Crónica de Luísa Marinho: regresso a Serralves

Serralves. (Fotografia: arquivo Global Imagens)
Aproveitei o retorno do Serralves em Festa para revisitar com calma este espaço que me ajudou a moldar os gostos e interesses.

Caminhar sobre o manto de folhas secas e muito vermelhas é uma das memórias mais antigas que tenho do Parque de Serralves. No outono, percorrer a Avenida dos Liquidambares será mesmo uma das experiências mais prazerosas para quem visita aquele espaço. O som dos passos nas folhas secas lembra o confortável crepitar da madeira em fogo de lareiras.

Quando na adolescência me mudei para Lordelo do Ouro, freguesia entre Massarelos, Foz e Boavista, Serralves fez-se destino de eleição para os meus passeios.

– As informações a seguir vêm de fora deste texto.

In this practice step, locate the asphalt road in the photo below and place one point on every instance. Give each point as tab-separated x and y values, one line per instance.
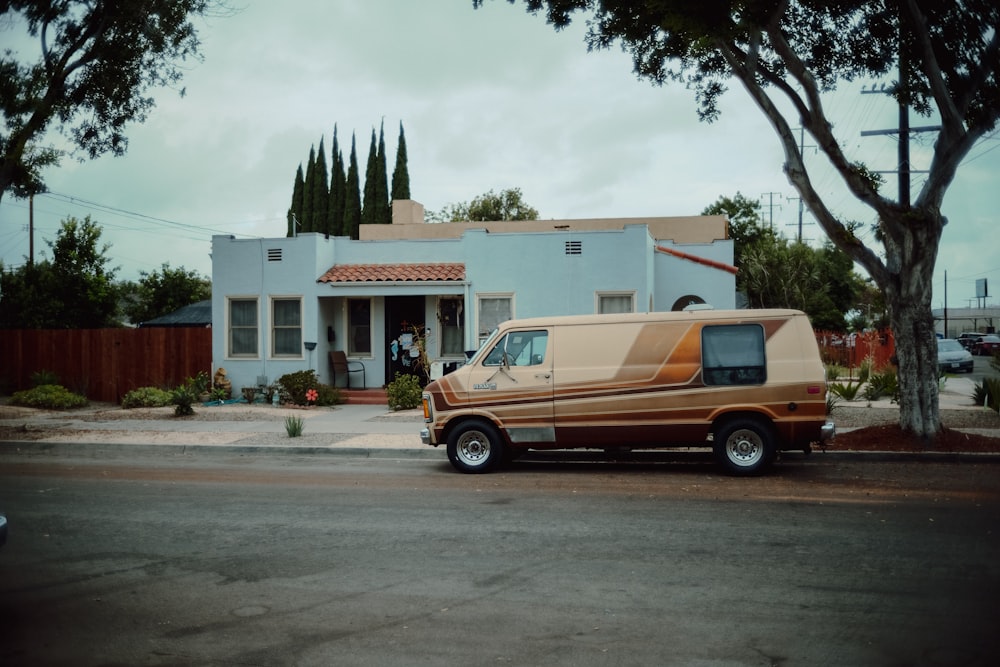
225	560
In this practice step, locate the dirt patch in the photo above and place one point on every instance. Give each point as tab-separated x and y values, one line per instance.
877	429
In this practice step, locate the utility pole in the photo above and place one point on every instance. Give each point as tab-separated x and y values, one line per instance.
770	196
802	155
31	229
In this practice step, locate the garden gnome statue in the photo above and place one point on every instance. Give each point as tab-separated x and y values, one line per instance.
220	381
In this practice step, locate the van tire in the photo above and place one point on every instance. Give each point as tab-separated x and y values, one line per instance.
475	446
744	446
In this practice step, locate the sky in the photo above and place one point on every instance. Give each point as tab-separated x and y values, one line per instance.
489	99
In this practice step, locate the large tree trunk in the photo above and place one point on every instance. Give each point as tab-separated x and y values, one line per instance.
911	242
916	350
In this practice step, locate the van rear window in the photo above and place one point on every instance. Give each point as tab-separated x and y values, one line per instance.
733	354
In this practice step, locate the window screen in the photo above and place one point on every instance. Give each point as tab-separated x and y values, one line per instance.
243	327
493	311
733	354
286	320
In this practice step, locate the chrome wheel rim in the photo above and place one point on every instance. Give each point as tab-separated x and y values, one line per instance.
744	447
473	448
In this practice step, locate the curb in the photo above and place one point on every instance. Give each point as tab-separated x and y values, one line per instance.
109	451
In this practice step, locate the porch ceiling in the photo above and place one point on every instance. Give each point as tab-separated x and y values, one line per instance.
381	273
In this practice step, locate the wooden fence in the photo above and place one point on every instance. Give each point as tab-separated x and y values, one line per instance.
104	364
849	350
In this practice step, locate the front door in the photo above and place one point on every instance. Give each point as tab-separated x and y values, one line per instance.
404	321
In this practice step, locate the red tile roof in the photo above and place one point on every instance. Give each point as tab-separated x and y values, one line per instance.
374	273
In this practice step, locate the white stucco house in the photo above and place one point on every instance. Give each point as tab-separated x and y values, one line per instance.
281	305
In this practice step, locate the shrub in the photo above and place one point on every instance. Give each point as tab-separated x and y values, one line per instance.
327	395
845	390
987	393
146	397
835	371
183	397
404	392
882	383
40	378
199	384
295	385
294	426
48	397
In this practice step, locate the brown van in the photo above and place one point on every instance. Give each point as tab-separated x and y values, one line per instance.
747	383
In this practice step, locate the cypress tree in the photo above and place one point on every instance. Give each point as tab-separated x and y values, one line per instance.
321	194
338	188
352	196
381	190
307	197
400	175
368	202
295	210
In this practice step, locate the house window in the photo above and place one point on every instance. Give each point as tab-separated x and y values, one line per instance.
494	309
451	321
616	302
286	327
243	327
733	354
359	327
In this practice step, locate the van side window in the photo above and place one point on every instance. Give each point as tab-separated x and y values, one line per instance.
521	348
733	354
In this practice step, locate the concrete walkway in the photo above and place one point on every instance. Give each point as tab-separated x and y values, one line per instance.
368	430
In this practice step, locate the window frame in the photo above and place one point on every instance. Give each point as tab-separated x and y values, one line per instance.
459	326
599	296
230	327
349	325
482	335
734	374
299	353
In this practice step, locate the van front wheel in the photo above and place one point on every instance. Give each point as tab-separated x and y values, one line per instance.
744	446
475	447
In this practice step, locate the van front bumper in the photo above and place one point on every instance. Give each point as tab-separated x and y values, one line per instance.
827	431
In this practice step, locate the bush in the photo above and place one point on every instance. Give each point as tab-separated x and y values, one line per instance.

Depois de passar a dita Avenida, descia pela longa fonte – o parterre central – ou então, arriscava um passeio por entre as árvores circundantes, descobrindo sempre um recanto novo, e descendo até chegar ao lago e às suas poldras, junto ao qual me sentava numa pausa, antes de seguir para a quinta para visitar os animais.

Não me lembro da primeira vez que fui a Serralves. Tenho memórias muito vagas de infância, de tardes de sábado com a minha mãe, a passear por lá, brincando entre os muitos espantalhos que antes ocupavam a quinta. Lembro também de apanhar do chão, com muito cuidado para não me picar, ouriços cheios de castanhas, que descascava e imediatamente comia.

Nessa época, não havia ainda o museu de arte contemporânea do Siza, nem o passadiço, nem as obras de arte que hoje se espalham um pouco por todo o parque, dos jardins franceses aos frondosos bosques. Não sabia também quem tinha sido o conde que mandou erguer a casa – apesar de já saber do mito do seu fantasma -, nem os nomes das árvores, ou quem desenhou os jardins. Tudo isso aprendi mais tarde, quando comecei a ver as minhas primeiras exposições de arte contemporânea, ainda na casa “cor-de-rosa”.

Hoje, não vou a Serralves tantas vezes como gostaria. Muito mudou. A entrada é cara e os domingos gratuitos em que se podia ficar no jardim o dia todo foram transformados em apenas uma manhã por mês. Por isso, aproveitei o regresso do Serralves em Festa – que já não se realizava há três anos – para revisitar com tempo este espaço que me ajudou a formar gostos e interesses. Fiz piquenique de toalha sobre a relva; espreitei vários cantos e descobri, com surpresa, novas plantações junto à mata onde foi instalado o passadiço Treetop, de aveleiras e azevinhos. Vi muitos concertos, dancei com amigos; ainda tentei, mas desisti devido à fila, entrar na casa e visitar a minha divisão favorita: a casa de banho. Forrada a espelhos, feita de mármore rosa, com uma vista privilegiada sobre o parque, é um daqueles espaços que estimula a imaginação. É uma porta para um passado não tão distante (a casa e o parque celebram este ano o centenário), mas de uma outra era, de outros músicas, outras tradições, outras festas.